Nos rodopios de uma falsa fraternidade exibicionista
que não é mais que artimanha aniquilante dos nobres povos construtores de uma
ordem social parasitária, segundo os que se consideram hoje imunes e
severamente condenatórios desses comportamentos vis dos antigos escravizadores
racistas, insensíveis fabricantes da História, hoje a merecer a reviravolta
vingativa e avassalante, mau grado os condicionalismos recepcionistas a que
estão sujeitos, pelos povos que lhes dão bondosamente - ou por puro interesse exploratório
- guarida, aquando da sua fuga ao ódio e violência dos seus naturais de tribo. António Barreto, como sempre impecável
no seu descritivo de causas, consequências e considerandos que não atingem os
da nossa manha poderosa e preguiçosa e realmente indiferente ao sofrimento, que
fingiu atacar, por exemplo, aquando do futebol no Dubai, como tantos fizeram e os nossos escrupulosamente
imitaram…
Imigrantes: as políticas (3)
A integração é, em democracia, um
factor de agregação, e não de fragmentação, como é o multiculturalismo.
ANTÓNIO
BARRETO PÚBLICO,
11 de Março de 2023, 6:12
No Mediterrâneo,
recomeçou a estação de tráfico, refúgio e acidente. A Europa no seu todo e cada país em
particular não conseguem elaborar e pôr em prática uma política de controlo do
acesso e menos ainda de decência no acolhimento.
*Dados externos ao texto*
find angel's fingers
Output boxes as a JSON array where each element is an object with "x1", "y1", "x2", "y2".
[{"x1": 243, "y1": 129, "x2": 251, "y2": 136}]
A desordem, o sofrimento e a morte têm
mãos livres neste mar e nas suas praias. O
que a Europa faz favorece a travessia clandestina, o refúgio ilegal e o
sacrifício de crianças e idosos. Os “negreiros” e os traficantes vivem das
políticas europeias e das hesitações dos seus dirigentes. A generosidade e a
compaixão de muitos europeus são vilmente utilizadas como estímulos ao
crescimento do tráfico.
Sucedem-se os sinais de crise iminente. Surgem novas barracas e
alojamentos miseráveis na Área Metropolitana de Lisboa. Aparecem novos
edifícios inóspitos na Margem Sul. Publicam-se notícias sobre o alojamento
degradado ocupado por imigrantes e minorias. Descobrem-se cubículos com dezenas
de pessoas amontoadas em beliches. É crescente a acidez nas discussões sobre
questões raciais e de imigração. Novas disposições legais estabelecem o visto
automático para as pessoas dos países da CPLP. Em Angola, são
longas as filas de espera de cidadãos que tentam obter os vistos de residência
em Portugal, agora facilmente distribuídos. Começa a correr o processo de
legalização expedita de milhares de residentes ilegais.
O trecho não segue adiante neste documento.